Corisa Bell is persistent. Every time someone rips out, tramples, tosses or steals one of the anti-HST signs she’s carefully placed along public property, she replaces it the next day.
In Pitt Meadows, the blue and white plastic placards that read “Vote Yes: Extinguish the HST” are being targeted daily, especially along Airport Way, where the signs have landed into trees, ditches and tall grass.
Someone has also begun altering the message in Maple Ridge by sticking the words “Rabbit Condoms” over HST.
“I’m not sure what the point of that is,” said Bell, puzzled at the meaning.
B.C. is in the middle of a mail-in vote on the Harmonized Sales Tax and people have until Friday (July 22) to send in their ballot.
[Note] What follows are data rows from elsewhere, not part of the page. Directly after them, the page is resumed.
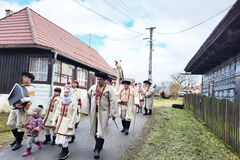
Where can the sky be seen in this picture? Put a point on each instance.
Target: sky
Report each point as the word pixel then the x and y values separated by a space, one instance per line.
pixel 122 38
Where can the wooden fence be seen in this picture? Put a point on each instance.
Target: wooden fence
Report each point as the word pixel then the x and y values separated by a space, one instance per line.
pixel 221 116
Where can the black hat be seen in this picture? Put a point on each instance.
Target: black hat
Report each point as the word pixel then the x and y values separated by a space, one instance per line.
pixel 101 75
pixel 17 94
pixel 30 75
pixel 57 90
pixel 109 79
pixel 147 82
pixel 40 106
pixel 126 82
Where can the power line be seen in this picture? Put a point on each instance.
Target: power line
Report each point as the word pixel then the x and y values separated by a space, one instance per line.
pixel 129 11
pixel 111 5
pixel 125 39
pixel 91 10
pixel 196 25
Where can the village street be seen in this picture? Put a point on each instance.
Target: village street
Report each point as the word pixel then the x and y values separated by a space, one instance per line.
pixel 116 144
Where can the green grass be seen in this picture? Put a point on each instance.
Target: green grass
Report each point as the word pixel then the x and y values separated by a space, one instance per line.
pixel 175 134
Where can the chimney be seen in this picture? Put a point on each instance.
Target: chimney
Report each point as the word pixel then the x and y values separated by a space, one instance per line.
pixel 8 12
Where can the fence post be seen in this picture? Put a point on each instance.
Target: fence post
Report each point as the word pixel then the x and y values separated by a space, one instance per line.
pixel 225 131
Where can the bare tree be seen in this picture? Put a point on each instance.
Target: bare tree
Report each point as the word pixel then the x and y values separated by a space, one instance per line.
pixel 174 88
pixel 186 81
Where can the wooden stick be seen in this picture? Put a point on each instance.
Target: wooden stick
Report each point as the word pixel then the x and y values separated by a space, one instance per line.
pixel 134 120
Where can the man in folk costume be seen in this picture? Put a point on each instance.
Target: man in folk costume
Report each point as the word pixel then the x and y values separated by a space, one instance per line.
pixel 17 114
pixel 127 98
pixel 64 120
pixel 149 97
pixel 53 105
pixel 100 103
pixel 141 93
pixel 77 96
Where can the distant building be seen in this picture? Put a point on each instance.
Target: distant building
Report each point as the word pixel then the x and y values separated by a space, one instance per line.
pixel 29 42
pixel 218 59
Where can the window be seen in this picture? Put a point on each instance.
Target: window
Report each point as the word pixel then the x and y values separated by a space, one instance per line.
pixel 39 68
pixel 82 76
pixel 63 72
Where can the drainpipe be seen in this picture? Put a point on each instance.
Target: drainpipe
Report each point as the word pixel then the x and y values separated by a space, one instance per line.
pixel 53 68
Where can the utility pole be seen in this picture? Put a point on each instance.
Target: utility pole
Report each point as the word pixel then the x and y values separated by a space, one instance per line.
pixel 150 54
pixel 90 40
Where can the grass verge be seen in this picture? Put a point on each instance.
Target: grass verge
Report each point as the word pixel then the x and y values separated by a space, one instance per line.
pixel 174 134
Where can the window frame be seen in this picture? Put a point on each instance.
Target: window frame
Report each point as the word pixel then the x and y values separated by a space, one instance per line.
pixel 48 67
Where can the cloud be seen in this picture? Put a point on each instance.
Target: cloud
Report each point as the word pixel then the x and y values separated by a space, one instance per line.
pixel 171 53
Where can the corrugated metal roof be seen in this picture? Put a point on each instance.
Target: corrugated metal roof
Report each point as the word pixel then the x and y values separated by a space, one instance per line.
pixel 26 27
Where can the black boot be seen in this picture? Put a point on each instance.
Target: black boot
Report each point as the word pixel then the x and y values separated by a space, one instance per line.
pixel 64 154
pixel 19 139
pixel 146 111
pixel 53 141
pixel 124 125
pixel 127 127
pixel 72 139
pixel 76 125
pixel 47 139
pixel 98 147
pixel 101 144
pixel 15 135
pixel 150 112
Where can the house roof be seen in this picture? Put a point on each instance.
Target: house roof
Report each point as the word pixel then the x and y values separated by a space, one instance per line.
pixel 26 27
pixel 221 45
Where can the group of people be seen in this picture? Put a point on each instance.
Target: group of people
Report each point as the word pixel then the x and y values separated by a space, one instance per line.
pixel 61 117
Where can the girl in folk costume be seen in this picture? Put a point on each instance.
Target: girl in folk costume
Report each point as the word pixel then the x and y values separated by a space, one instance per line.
pixel 141 93
pixel 77 96
pixel 33 126
pixel 54 102
pixel 127 98
pixel 64 120
pixel 149 97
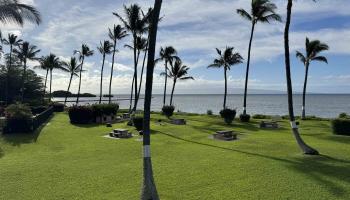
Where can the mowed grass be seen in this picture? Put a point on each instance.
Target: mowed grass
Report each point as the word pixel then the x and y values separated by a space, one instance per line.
pixel 64 161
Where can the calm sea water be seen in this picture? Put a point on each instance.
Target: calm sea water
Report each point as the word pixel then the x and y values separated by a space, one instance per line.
pixel 322 105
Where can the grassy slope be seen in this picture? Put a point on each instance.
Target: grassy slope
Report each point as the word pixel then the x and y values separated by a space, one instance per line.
pixel 64 161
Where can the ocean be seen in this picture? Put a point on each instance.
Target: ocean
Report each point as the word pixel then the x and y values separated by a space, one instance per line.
pixel 321 105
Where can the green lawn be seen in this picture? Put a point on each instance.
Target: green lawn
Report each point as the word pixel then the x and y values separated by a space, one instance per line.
pixel 64 161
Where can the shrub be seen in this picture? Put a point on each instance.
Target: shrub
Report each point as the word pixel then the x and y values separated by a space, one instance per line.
pixel 58 107
pixel 138 122
pixel 81 114
pixel 105 109
pixel 341 126
pixel 259 116
pixel 19 119
pixel 244 117
pixel 344 116
pixel 168 110
pixel 228 115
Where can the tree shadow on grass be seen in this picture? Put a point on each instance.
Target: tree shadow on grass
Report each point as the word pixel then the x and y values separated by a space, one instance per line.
pixel 17 139
pixel 318 168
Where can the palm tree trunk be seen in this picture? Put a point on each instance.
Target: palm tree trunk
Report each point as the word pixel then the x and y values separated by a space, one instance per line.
pixel 304 90
pixel 172 93
pixel 70 81
pixel 132 93
pixel 304 147
pixel 8 77
pixel 149 190
pixel 165 81
pixel 103 64
pixel 47 72
pixel 143 67
pixel 23 77
pixel 81 69
pixel 225 95
pixel 50 85
pixel 247 72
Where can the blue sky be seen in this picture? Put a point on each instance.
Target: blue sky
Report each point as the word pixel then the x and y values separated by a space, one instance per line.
pixel 195 28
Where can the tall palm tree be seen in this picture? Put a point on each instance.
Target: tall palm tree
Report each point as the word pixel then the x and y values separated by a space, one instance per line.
pixel 26 52
pixel 167 54
pixel 178 71
pixel 225 60
pixel 12 41
pixel 115 34
pixel 149 190
pixel 304 147
pixel 261 11
pixel 313 49
pixel 14 11
pixel 44 65
pixel 84 52
pixel 136 25
pixel 73 68
pixel 105 48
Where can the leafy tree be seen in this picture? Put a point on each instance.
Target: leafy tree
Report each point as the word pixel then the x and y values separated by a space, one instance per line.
pixel 115 34
pixel 177 72
pixel 167 54
pixel 105 48
pixel 261 11
pixel 313 49
pixel 304 147
pixel 136 25
pixel 149 190
pixel 225 60
pixel 12 41
pixel 73 68
pixel 26 52
pixel 84 52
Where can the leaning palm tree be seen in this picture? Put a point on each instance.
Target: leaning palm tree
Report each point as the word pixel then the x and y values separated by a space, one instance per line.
pixel 12 41
pixel 73 68
pixel 167 54
pixel 313 48
pixel 14 11
pixel 115 34
pixel 178 71
pixel 136 25
pixel 149 190
pixel 84 52
pixel 304 147
pixel 26 52
pixel 225 60
pixel 105 48
pixel 261 11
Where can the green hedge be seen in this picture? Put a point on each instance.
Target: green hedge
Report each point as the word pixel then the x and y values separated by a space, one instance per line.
pixel 341 126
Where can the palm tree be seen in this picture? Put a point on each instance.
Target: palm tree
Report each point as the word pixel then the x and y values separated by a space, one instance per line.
pixel 178 71
pixel 12 41
pixel 136 25
pixel 313 48
pixel 105 48
pixel 73 68
pixel 44 65
pixel 26 52
pixel 304 147
pixel 167 54
pixel 84 52
pixel 13 11
pixel 226 60
pixel 149 190
pixel 116 34
pixel 261 11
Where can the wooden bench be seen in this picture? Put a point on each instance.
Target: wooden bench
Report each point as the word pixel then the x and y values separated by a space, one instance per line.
pixel 225 135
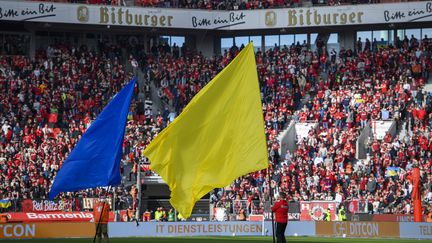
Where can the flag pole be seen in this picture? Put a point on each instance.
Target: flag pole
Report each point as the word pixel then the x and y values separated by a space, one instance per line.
pixel 271 203
pixel 100 217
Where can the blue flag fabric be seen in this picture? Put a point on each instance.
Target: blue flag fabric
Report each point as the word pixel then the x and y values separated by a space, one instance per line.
pixel 95 160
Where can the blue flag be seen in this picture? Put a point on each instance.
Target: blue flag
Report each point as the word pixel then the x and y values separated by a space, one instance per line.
pixel 95 160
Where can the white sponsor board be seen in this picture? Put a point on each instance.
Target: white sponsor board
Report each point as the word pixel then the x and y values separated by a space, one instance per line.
pixel 415 230
pixel 225 20
pixel 155 229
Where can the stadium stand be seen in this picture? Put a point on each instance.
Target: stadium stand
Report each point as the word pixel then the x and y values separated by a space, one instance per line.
pixel 49 100
pixel 38 130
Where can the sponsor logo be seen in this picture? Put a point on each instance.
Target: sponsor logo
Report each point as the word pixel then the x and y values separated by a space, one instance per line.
pixel 270 18
pixel 362 229
pixel 83 14
pixel 77 215
pixel 17 230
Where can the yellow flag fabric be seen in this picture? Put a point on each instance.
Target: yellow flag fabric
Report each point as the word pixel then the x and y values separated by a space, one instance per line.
pixel 217 138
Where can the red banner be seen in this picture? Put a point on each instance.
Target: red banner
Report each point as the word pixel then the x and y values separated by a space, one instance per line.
pixel 314 210
pixel 393 217
pixel 353 206
pixel 29 205
pixel 58 216
pixel 50 217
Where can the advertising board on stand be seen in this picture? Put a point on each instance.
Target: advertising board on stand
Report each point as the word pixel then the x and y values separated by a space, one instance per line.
pixel 215 19
pixel 314 210
pixel 357 229
pixel 213 228
pixel 415 230
pixel 58 216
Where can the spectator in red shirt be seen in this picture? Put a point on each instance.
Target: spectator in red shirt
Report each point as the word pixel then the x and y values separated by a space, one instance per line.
pixel 281 210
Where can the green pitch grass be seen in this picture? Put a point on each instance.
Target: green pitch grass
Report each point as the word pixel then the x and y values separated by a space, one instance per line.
pixel 228 240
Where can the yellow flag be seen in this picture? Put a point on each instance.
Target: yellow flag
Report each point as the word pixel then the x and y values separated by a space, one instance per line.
pixel 217 138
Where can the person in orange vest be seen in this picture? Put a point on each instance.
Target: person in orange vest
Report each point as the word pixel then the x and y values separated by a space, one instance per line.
pixel 101 217
pixel 429 216
pixel 146 216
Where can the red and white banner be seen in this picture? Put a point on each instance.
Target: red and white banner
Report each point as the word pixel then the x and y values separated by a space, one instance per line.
pixel 314 210
pixel 50 217
pixel 29 205
pixel 88 202
pixel 58 216
pixel 353 206
pixel 394 218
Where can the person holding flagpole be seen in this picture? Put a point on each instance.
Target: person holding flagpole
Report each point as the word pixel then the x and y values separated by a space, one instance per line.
pixel 101 217
pixel 280 208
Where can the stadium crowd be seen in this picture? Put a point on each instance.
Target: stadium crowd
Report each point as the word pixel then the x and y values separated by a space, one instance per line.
pixel 351 90
pixel 48 101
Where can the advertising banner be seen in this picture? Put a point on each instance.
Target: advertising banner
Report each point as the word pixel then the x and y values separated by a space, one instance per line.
pixel 29 205
pixel 87 202
pixel 393 217
pixel 293 211
pixel 154 229
pixel 345 15
pixel 50 216
pixel 357 229
pixel 60 216
pixel 239 228
pixel 415 230
pixel 314 210
pixel 46 230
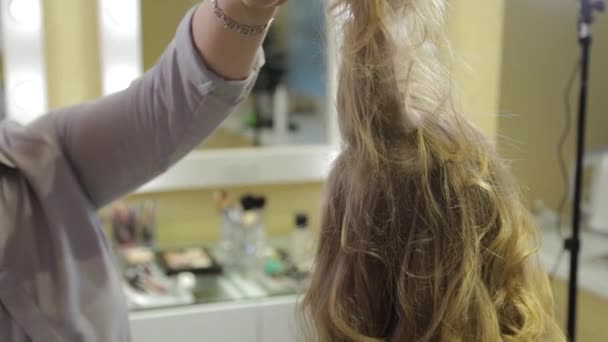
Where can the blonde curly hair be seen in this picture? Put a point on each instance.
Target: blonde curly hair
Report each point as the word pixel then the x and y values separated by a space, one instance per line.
pixel 424 236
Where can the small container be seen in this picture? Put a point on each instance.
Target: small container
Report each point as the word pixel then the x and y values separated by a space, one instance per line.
pixel 252 233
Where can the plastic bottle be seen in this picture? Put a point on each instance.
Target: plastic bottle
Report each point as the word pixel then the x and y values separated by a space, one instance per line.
pixel 252 233
pixel 302 243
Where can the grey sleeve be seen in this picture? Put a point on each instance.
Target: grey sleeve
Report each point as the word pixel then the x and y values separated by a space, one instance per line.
pixel 119 142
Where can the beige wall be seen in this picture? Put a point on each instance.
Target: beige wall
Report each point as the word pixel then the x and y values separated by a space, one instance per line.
pixel 72 53
pixel 475 29
pixel 540 51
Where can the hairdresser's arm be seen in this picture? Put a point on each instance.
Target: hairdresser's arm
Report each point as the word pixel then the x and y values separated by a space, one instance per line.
pixel 117 143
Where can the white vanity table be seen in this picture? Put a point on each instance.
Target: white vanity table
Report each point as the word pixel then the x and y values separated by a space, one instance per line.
pixel 258 320
pixel 251 313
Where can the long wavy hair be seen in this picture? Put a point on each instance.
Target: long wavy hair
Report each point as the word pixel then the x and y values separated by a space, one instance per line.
pixel 424 236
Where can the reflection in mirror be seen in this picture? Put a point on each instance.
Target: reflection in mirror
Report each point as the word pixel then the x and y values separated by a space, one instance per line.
pixel 23 87
pixel 288 103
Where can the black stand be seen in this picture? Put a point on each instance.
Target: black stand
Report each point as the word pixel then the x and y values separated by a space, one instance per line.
pixel 573 243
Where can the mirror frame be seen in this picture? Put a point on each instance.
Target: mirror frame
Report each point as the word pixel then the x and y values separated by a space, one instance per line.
pixel 223 167
pixel 25 83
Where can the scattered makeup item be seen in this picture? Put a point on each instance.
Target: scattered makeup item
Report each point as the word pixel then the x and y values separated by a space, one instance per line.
pixel 191 259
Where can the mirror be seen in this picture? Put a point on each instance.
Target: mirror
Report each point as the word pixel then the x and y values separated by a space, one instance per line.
pixel 286 131
pixel 288 103
pixel 23 90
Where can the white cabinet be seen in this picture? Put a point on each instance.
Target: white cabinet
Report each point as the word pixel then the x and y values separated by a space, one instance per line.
pixel 268 320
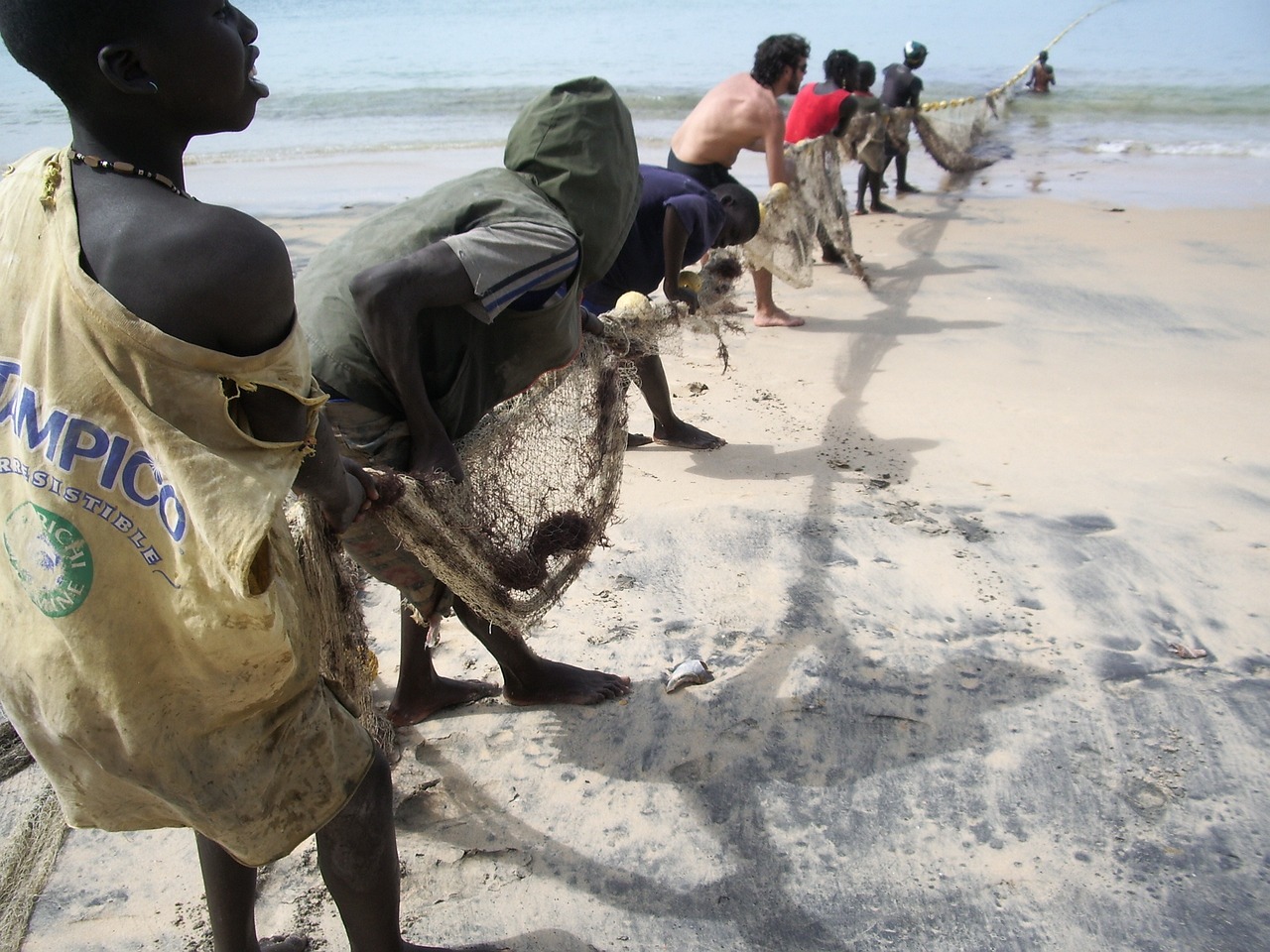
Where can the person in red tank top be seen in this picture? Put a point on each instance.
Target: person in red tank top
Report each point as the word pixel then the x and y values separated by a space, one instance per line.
pixel 825 108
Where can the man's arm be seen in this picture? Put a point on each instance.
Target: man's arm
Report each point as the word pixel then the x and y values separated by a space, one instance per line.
pixel 389 298
pixel 675 240
pixel 774 148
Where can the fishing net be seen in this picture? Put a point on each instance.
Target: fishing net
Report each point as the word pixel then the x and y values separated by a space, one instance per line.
pixel 32 830
pixel 813 212
pixel 334 608
pixel 544 468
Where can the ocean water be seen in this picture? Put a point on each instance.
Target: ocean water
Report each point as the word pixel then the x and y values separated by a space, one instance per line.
pixel 380 82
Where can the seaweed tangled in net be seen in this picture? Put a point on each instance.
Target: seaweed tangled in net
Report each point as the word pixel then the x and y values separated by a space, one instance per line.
pixel 544 468
pixel 797 220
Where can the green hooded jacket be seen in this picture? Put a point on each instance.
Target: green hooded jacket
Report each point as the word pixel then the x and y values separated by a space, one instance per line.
pixel 571 162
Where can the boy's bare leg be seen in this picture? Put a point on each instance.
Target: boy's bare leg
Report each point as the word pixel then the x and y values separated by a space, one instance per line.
pixel 230 890
pixel 421 692
pixel 358 861
pixel 766 312
pixel 668 428
pixel 529 679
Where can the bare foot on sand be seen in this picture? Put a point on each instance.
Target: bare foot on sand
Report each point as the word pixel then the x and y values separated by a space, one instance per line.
pixel 437 696
pixel 685 435
pixel 558 683
pixel 776 317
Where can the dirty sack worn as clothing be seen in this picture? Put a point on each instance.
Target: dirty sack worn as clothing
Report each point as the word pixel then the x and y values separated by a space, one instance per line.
pixel 158 658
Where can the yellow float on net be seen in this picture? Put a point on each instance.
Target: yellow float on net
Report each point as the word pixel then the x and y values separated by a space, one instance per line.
pixel 635 304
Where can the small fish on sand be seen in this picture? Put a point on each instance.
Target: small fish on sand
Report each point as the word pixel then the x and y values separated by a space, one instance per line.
pixel 1188 653
pixel 694 671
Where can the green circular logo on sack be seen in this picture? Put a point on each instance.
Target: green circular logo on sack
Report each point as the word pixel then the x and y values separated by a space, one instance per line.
pixel 53 560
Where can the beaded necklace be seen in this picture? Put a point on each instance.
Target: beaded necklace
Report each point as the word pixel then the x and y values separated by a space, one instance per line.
pixel 131 171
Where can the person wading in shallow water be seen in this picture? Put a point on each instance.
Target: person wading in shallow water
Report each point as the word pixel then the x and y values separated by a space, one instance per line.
pixel 1042 75
pixel 901 89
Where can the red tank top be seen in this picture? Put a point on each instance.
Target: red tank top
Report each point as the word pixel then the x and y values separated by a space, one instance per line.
pixel 813 114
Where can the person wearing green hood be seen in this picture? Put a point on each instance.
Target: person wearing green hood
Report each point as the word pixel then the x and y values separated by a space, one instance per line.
pixel 427 315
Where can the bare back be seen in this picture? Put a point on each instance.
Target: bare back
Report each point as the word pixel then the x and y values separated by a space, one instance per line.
pixel 738 113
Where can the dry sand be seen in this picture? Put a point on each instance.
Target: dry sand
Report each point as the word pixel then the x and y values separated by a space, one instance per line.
pixel 937 571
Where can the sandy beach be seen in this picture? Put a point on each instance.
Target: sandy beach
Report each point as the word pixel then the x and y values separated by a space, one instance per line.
pixel 939 570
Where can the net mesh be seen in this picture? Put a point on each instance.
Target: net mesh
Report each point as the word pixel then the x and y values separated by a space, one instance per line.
pixel 32 830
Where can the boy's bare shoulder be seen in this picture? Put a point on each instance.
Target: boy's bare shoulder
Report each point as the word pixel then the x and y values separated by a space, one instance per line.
pixel 208 275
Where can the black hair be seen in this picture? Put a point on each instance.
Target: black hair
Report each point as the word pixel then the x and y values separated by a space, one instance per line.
pixel 59 40
pixel 744 199
pixel 775 54
pixel 839 67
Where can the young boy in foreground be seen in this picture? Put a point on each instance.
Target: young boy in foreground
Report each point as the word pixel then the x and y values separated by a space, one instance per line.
pixel 155 408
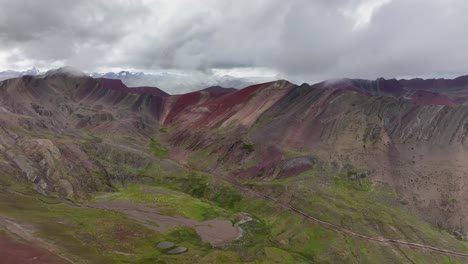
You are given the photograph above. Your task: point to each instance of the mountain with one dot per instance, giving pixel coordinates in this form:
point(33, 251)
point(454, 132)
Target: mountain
point(343, 171)
point(174, 82)
point(4, 75)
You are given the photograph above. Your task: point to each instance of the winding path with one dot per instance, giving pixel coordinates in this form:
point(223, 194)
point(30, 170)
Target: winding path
point(342, 230)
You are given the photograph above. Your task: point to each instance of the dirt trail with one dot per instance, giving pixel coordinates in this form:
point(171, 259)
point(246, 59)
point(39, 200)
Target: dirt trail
point(342, 230)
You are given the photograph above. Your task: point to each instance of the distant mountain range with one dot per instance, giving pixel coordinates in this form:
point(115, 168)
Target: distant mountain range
point(169, 82)
point(344, 164)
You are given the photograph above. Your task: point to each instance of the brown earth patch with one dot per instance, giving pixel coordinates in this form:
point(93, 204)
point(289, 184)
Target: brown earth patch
point(217, 232)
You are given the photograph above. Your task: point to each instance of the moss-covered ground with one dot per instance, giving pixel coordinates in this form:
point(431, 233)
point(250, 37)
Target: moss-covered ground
point(275, 235)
Pitt Meadows bylaw department removed dozens of anti-HST in June after receiving a complaint about them from a resident.
The city’s sign bylaw bans political or election signs from roadsides, medians, parks and bridges, though they’re OK on some municipal properties and private lots.
FightHST organizers had to go door to door to ask residents if they’d like to have a sign outside their property.
Bell finds the persistent vandalism disheartening.
“It took so much effort to be able to put the signs out, especially in Pitt Meadows,” she said.
“It just shows a lack of respect for democracy.”
In Surrey, the city removed about 400 anti-HST signs last month, but after backlash promised to return them.